Although I have to admit that I do not feel any more creative than I already was before reading the book, I did enjoy it and was surprised over and over by the simple exercises that I couldn’t figure out until reading the explanation.

The point of this book, and many like it, is that it is not that many of us lack innate creativity, simply that we are conditioned to scan things briefly and then jump to conclusions.  For most things in life this is acceptable, in some cases even preferable, but when we are looking for creativity and new thinking, we need to challenge our assumptions.

To prove the point, the book is packed full of optical illusions that trick us into believing, for example, that one object is taller than another, when in actual fact, they are both the same size.  Apart from being fun, these illusions demonstrate the way in which the truth may elude us unless we are attuned to the fact that all may not be as it seems.

The author begins the book by stating that Thinktoys is for “monkeys,” not “kittens.” He defines “kittens” as people who ask for help, but are not willing to make the effort necessary to make changes. “Monkeys,” on the other hand, take the initiative and face challenges head-on.

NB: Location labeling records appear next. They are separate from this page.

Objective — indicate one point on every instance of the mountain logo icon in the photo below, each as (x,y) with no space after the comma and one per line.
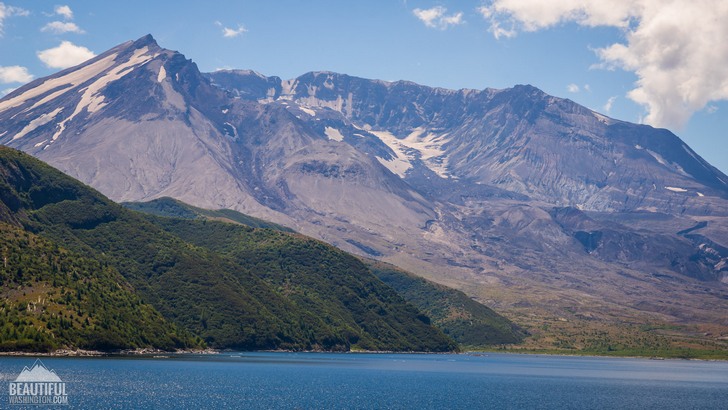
(37,385)
(38,373)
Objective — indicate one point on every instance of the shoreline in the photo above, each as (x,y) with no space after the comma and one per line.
(162,354)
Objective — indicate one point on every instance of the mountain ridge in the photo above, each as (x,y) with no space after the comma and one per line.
(462,187)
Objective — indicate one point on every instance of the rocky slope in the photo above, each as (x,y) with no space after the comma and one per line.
(529,202)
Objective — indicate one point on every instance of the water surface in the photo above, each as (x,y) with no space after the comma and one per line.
(382,381)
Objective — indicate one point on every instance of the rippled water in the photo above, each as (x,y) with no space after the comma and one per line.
(382,381)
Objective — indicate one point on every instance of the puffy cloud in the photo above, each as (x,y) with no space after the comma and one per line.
(59,27)
(64,11)
(436,17)
(65,55)
(609,103)
(14,74)
(10,11)
(228,32)
(676,48)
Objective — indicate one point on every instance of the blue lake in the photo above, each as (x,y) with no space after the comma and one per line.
(381,381)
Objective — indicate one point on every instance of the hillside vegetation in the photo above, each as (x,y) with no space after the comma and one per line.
(264,289)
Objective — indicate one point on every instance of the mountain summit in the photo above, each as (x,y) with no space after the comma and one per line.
(541,207)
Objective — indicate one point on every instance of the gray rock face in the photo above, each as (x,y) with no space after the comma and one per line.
(529,202)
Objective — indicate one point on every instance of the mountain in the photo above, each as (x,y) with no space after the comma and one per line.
(273,290)
(558,216)
(458,316)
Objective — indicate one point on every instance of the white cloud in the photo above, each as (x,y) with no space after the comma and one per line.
(65,55)
(9,11)
(228,32)
(675,47)
(609,103)
(436,17)
(14,74)
(64,11)
(59,27)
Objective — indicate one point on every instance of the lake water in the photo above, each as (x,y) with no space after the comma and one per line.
(380,381)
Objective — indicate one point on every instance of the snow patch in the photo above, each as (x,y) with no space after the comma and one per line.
(40,121)
(419,144)
(657,157)
(334,134)
(91,100)
(401,163)
(229,127)
(67,81)
(308,111)
(162,74)
(603,119)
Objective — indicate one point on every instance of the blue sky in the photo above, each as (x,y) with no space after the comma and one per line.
(661,62)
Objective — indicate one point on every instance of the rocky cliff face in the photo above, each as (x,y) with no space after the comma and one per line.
(527,201)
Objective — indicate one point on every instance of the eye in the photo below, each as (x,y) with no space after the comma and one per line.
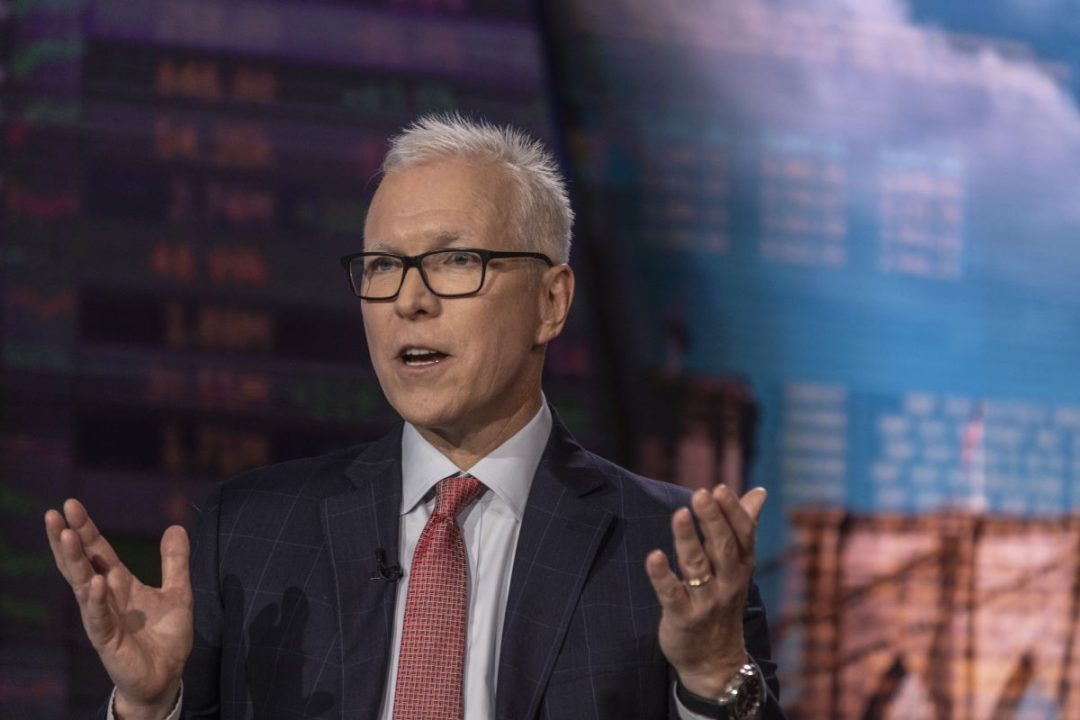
(381,265)
(461,259)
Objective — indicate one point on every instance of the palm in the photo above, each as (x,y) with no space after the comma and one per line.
(152,635)
(142,634)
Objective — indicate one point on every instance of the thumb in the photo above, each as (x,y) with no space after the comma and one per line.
(175,554)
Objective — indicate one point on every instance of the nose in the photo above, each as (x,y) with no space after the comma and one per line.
(414,297)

He states that the exercises contained within the book must be used, not merely read, for them to make a difference in the reader’s way of looking at problems. If you think you are a monkey and not a kitten therefore – read on.

The book is divided into four parts, the first of which deals with Linear Thinkertoys.  These are strategies for “listing, dividing, combining, or manipulating to give you new entry points for solving problems. Proceeding from these entry points, you can jump from one idea to another until you find the one you need.”

In the second part, Intuitive Thinkertoys, focuses on exercises that help you "tap into your unconsciousness and find the ideas that you already have." The exercises suggested deal with relaxation and ways to clear the mind (to become more receptive), how to use and develop the intuition, the process of incubation and idea hatching. You will also cover analogies, how to use fantasies to generate ideas, ways of invoking desired qualities and energies and how to access your genius through your dreams. You'll also read about clever (but simple to use) creativity generating techniques used by brilliant artists such as Salvadore Dali, Da Vinci or the builders of the Pyramids.
In the third part, Group Thinkertoys, look at how teams can use approaches such as brainstorming or the Japanese “Rice Storm” exercise to uncover new ideas.

In the fourth part, Endtoys, the book looks at how to put ideas into action, by prioritising the good ones and killing off the bad ones. It also looks at how to utilise disparate isolated ideas by combining them with others to form new ideas.
While much of this may sound a bit zany when described in a book review, it is all good practical advice as is demonstrated in the book by the references to real world innovations and breakthroughs that have occurred as a result of these types of creative processes.

It is therefore a book I would recommend.  Moreover, if you have never bought a book before on creative thinking, I would recommend Thinkertoys as an excellent starting point.